Amateur Archaeologist Discovers Prehistoric Animal Carvings in Scottish Tomb

The 4,000- to 5,000-year-old depictions of deer are the first of their kind found in Scotland

Deer art
The carvings show the large antlers of adult male red deer. Historic Environment Scotland

Depictions of red deer discovered inside a tomb in Scotland are the country’s first known prehistoric animal carvings, dating back some 4,000 to 5,000 years to the Neolithic or Early Bronze Age. As Tom Gillespie reports for Sky News, local man Hamish Fenton, who has a background in archaeology, chanced upon the carvings while looking inside a burial chamber at Dunchraigaig Cairn in Kilmartin Glen, a site on the western coast of Scotland that features numerous burial sites and monuments.

“I noticed a pattern on the underside of the roof slab which didn’t appear to be natural markings in the rock,” says Fenton in a statement from Historic Environment Scotland (HES), which has confirmed the artworks’ authenticity. “As I shone the light around further, I could see that I was looking at a deer stag upside down, and as I continued looking around, more animals appeared on the rock.”

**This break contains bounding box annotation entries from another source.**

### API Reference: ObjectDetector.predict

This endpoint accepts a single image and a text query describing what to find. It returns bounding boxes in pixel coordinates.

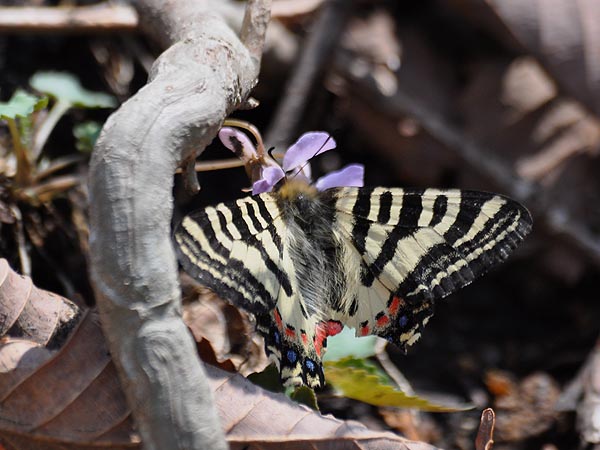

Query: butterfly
[174,175,532,388]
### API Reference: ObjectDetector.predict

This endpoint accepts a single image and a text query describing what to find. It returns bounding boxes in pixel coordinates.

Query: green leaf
[0,89,48,120]
[29,72,117,108]
[73,120,102,153]
[325,357,472,412]
[247,364,283,392]
[323,327,377,361]
[288,386,319,411]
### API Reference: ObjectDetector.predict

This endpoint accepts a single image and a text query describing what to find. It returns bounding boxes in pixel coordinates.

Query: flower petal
[219,127,258,163]
[287,162,312,184]
[315,164,365,191]
[252,166,285,195]
[283,131,335,172]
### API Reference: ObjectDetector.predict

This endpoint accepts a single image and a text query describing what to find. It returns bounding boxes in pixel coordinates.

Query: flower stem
[223,119,265,159]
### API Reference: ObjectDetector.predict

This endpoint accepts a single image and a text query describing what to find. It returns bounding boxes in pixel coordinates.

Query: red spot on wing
[273,308,283,330]
[377,315,390,327]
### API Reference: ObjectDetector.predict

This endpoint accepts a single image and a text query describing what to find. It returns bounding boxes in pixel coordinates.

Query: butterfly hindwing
[175,185,531,387]
[174,193,332,387]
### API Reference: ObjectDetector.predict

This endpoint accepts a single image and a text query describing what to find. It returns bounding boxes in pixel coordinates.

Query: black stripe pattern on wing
[174,197,292,314]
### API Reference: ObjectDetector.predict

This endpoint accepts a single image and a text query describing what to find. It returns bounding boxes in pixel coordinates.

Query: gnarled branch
[90,0,270,449]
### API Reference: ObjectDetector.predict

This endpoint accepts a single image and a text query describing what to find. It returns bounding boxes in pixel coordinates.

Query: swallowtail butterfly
[174,175,531,387]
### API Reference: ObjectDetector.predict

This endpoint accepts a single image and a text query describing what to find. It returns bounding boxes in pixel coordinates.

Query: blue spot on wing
[287,350,298,364]
[398,316,408,328]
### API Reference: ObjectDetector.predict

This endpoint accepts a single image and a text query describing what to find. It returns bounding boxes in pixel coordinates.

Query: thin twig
[0,3,138,33]
[265,0,354,147]
[10,206,31,277]
[475,408,496,450]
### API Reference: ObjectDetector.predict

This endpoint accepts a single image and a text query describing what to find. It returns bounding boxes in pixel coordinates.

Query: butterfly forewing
[335,188,531,347]
[175,187,531,387]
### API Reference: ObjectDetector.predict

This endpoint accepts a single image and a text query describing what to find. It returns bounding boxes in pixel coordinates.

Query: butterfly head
[277,177,319,201]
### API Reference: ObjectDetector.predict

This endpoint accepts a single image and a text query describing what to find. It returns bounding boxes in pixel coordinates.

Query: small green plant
[0,72,116,274]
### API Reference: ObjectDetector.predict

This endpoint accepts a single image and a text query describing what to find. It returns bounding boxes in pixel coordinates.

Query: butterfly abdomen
[279,186,346,319]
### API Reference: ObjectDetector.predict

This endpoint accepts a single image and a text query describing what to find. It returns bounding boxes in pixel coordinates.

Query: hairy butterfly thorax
[174,122,531,387]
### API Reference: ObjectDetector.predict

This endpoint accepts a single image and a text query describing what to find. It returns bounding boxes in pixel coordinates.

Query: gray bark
[90,0,270,449]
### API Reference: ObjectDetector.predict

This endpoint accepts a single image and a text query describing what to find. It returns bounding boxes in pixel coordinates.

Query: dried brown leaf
[0,259,78,346]
[181,275,269,375]
[486,371,560,442]
[0,260,440,450]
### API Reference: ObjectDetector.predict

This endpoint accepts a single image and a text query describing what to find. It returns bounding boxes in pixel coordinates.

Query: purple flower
[219,127,365,195]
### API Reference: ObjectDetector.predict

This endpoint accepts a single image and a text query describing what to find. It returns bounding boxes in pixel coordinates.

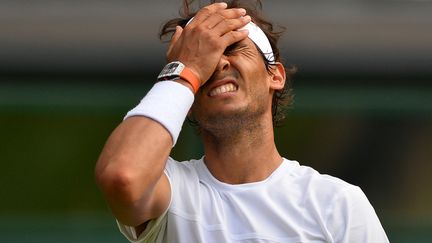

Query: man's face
[192,38,272,129]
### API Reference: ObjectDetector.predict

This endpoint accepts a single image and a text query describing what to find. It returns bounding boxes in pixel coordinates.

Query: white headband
[186,18,276,64]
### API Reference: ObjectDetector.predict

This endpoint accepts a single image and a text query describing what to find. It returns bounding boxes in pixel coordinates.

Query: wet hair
[159,0,297,126]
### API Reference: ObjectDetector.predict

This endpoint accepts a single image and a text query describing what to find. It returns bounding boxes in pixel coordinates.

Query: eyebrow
[224,42,247,53]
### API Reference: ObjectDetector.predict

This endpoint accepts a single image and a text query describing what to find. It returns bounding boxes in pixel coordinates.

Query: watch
[157,61,201,93]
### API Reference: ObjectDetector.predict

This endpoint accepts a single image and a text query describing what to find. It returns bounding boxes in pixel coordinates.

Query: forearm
[96,82,193,225]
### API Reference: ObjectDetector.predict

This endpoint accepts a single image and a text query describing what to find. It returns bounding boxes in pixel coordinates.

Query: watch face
[164,62,179,74]
[158,62,184,80]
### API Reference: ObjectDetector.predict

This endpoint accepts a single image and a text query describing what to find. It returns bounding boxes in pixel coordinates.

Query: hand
[167,3,251,85]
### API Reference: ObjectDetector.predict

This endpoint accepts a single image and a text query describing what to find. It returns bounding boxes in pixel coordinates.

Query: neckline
[199,156,289,191]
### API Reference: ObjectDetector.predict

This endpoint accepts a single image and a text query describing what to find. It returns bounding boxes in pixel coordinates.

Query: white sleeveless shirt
[118,158,388,243]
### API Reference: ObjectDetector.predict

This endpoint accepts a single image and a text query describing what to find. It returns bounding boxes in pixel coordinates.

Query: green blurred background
[0,0,432,242]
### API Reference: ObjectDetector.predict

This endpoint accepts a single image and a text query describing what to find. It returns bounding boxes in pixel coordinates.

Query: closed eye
[224,42,247,56]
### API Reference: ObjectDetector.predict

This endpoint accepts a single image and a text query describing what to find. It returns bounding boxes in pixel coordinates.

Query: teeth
[210,83,237,96]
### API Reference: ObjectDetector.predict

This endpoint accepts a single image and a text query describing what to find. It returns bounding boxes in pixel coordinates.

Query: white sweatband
[186,18,276,64]
[240,21,276,64]
[123,81,194,147]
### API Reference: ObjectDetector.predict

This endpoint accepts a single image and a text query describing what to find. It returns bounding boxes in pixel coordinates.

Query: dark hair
[159,0,297,126]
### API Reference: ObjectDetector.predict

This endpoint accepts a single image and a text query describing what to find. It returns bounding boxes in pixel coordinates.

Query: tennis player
[96,0,388,243]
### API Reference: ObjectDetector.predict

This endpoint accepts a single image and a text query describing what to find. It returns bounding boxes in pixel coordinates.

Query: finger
[189,2,228,27]
[166,26,183,59]
[222,29,249,46]
[202,8,246,29]
[212,15,251,36]
[168,26,183,52]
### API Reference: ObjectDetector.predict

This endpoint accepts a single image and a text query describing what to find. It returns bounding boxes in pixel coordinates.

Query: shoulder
[285,160,359,202]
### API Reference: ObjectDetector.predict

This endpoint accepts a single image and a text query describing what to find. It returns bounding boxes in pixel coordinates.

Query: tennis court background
[0,0,432,242]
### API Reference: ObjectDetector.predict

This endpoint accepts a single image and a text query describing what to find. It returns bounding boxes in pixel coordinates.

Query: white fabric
[124,81,194,146]
[119,158,388,243]
[186,18,275,64]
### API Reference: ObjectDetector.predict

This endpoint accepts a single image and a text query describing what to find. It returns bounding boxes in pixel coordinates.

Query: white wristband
[123,81,194,147]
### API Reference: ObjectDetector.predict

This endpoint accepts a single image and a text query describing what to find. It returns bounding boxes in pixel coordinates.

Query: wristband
[123,81,194,147]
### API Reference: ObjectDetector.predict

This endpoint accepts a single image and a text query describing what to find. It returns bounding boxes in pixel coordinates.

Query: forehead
[237,37,259,52]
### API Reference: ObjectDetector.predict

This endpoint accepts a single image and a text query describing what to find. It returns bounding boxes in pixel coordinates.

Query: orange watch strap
[180,67,201,94]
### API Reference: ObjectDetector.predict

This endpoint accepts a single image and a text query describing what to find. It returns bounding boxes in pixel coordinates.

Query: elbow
[95,158,140,204]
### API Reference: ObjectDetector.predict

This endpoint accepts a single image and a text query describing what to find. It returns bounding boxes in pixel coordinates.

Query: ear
[270,62,286,90]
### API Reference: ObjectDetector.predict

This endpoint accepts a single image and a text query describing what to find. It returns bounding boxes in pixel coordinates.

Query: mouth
[208,80,238,97]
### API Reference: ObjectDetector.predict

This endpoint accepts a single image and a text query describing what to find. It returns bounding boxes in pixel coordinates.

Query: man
[96,1,388,243]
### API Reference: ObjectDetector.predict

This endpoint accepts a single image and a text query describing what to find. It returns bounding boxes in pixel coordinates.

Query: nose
[216,55,230,72]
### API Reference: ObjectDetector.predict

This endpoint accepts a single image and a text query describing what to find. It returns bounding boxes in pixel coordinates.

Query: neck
[201,114,282,184]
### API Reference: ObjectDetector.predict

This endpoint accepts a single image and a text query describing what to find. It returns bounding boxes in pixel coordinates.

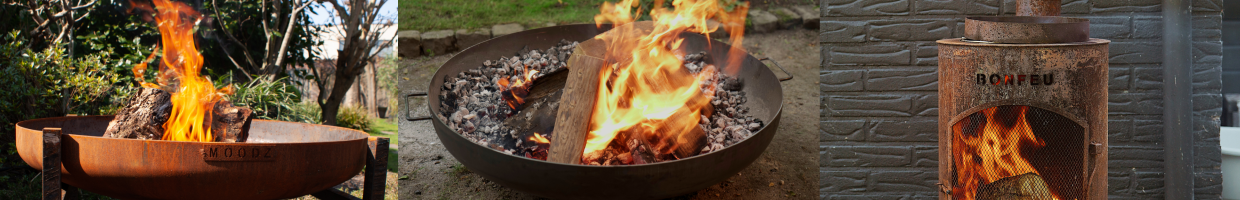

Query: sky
[309,0,397,25]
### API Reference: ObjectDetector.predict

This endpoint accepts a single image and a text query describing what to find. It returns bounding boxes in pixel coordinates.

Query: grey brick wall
[1220,0,1240,93]
[818,0,1230,199]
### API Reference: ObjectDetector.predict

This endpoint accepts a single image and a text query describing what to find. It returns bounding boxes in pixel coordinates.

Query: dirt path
[398,30,821,200]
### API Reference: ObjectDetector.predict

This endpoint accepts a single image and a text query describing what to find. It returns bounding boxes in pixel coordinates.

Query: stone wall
[1223,0,1240,93]
[818,0,1223,199]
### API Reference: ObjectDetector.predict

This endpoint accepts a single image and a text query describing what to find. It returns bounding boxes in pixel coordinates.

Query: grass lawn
[366,118,401,144]
[398,0,607,31]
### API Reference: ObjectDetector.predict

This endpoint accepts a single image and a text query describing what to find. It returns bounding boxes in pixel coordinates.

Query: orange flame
[583,0,748,163]
[951,106,1059,200]
[529,133,551,144]
[131,0,232,142]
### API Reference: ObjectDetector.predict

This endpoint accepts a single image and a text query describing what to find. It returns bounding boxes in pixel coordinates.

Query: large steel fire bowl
[16,116,367,200]
[428,25,784,199]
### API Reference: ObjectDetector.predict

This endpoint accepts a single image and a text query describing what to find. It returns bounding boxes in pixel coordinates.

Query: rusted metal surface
[965,16,1089,43]
[937,39,1110,200]
[1016,0,1060,16]
[16,116,367,199]
[428,25,784,199]
[40,128,62,200]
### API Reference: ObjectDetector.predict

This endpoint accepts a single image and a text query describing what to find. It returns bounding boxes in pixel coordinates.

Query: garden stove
[937,0,1110,200]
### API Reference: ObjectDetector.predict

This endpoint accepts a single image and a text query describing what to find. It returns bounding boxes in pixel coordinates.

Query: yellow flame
[133,0,232,142]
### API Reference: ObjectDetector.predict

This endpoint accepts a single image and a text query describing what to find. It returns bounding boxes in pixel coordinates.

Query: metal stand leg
[310,137,389,200]
[42,128,82,200]
[362,137,388,200]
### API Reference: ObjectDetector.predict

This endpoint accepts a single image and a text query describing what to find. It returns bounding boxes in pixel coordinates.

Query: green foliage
[336,107,372,133]
[374,52,401,122]
[198,0,321,77]
[0,31,130,133]
[224,77,319,123]
[0,31,131,199]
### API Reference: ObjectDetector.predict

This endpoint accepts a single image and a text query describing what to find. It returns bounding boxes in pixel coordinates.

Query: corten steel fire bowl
[16,116,367,200]
[428,25,784,199]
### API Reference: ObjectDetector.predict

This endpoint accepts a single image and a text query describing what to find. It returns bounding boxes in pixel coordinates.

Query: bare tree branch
[274,1,311,67]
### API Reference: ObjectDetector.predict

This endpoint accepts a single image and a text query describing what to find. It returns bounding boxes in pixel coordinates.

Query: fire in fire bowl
[16,116,367,199]
[428,25,784,199]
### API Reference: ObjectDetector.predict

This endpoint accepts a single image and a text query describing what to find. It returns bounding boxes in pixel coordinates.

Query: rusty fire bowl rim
[935,37,1111,47]
[965,16,1090,43]
[427,24,784,168]
[15,116,372,199]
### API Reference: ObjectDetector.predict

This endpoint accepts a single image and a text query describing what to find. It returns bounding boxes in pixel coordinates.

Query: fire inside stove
[951,106,1085,200]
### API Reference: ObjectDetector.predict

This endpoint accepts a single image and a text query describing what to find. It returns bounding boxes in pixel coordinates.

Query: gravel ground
[398,30,821,200]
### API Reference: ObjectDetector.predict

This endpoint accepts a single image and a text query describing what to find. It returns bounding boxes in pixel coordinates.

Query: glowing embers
[582,0,748,165]
[951,106,1085,200]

Per the Guardian’s Severin Carrell, the carvings depict two male red deer with full antlers and several other animals believed to be young deer. Previously, all known prehistoric rock art in Scotland—as well as most examples found in the United Kingdom—consisted of abstract geometric markings. In particular, cup-and-ring marks are common in many sites across the U.K., including at Kilmartin Glen.

“While there are a few prehistoric carvings of deer in the U.K., the only other ones created in the Early Bronze Age are very schematic,” says archaeologist Tertia Barnett, principal investigator for Scotland’s Rock Art Project, in the statement. “It is remarkable that these carvings in Dunchraigaig Cairn show such great anatomical detail and there is no doubt about which animal species they represent.”

BBC News notes that early communities in the area prized red deer for their meat and hides, as well as their bones and antlers, which prehistoric people used to make a variety of tools. As NPR’s Barbara J. King reported in 2017, animal images are the most common type of ancient rock art, showing up in more than 100 countries around the world. The oldest known example may be a painting of a pig found on a cave wall on the Indonesian island of Sulawesi; researchers estimate that the artwork dates to 45,500 years ago.

Barnett says Kilmartin Glen is now the only known site in Britain where ancient people carved both animal designs and cup-and-ring motifs. But the practice was common in other Neolithic and Bronze Age societies, including in Scandinavia and Iberia. Some scholars believe the cup-and-ring pattern references water, appearing like ripples created by raindrops hitting a lake. It’s unclear whether people living in different places invented the design independently or if it has a common origin.

The Kilmartin Glen area is also home to monuments known as the Nether Largie standing stones and Ballymeanoch stones, both of which were erected more than 3,000 years ago. Dunchraigaig Cairn, one of five burial cairns that form a cemetery, is about 100 feet across and contains three burial chambers. The chamber where the deer carvings are located held the remains of up to ten people, some of them cremated, as well as a whetstone, a greenstone ax and a flint knife. The grave was first excavated in the 1860s, but the carvings went unnoticed until now.

“To me, discoveries like this are the real treasure of archaeology, helping to reshape our understanding of the past,” Fenton says in the statement.

HES has closed the cairn to visitors while it continues to study the carvings and puts measures in place to protect them.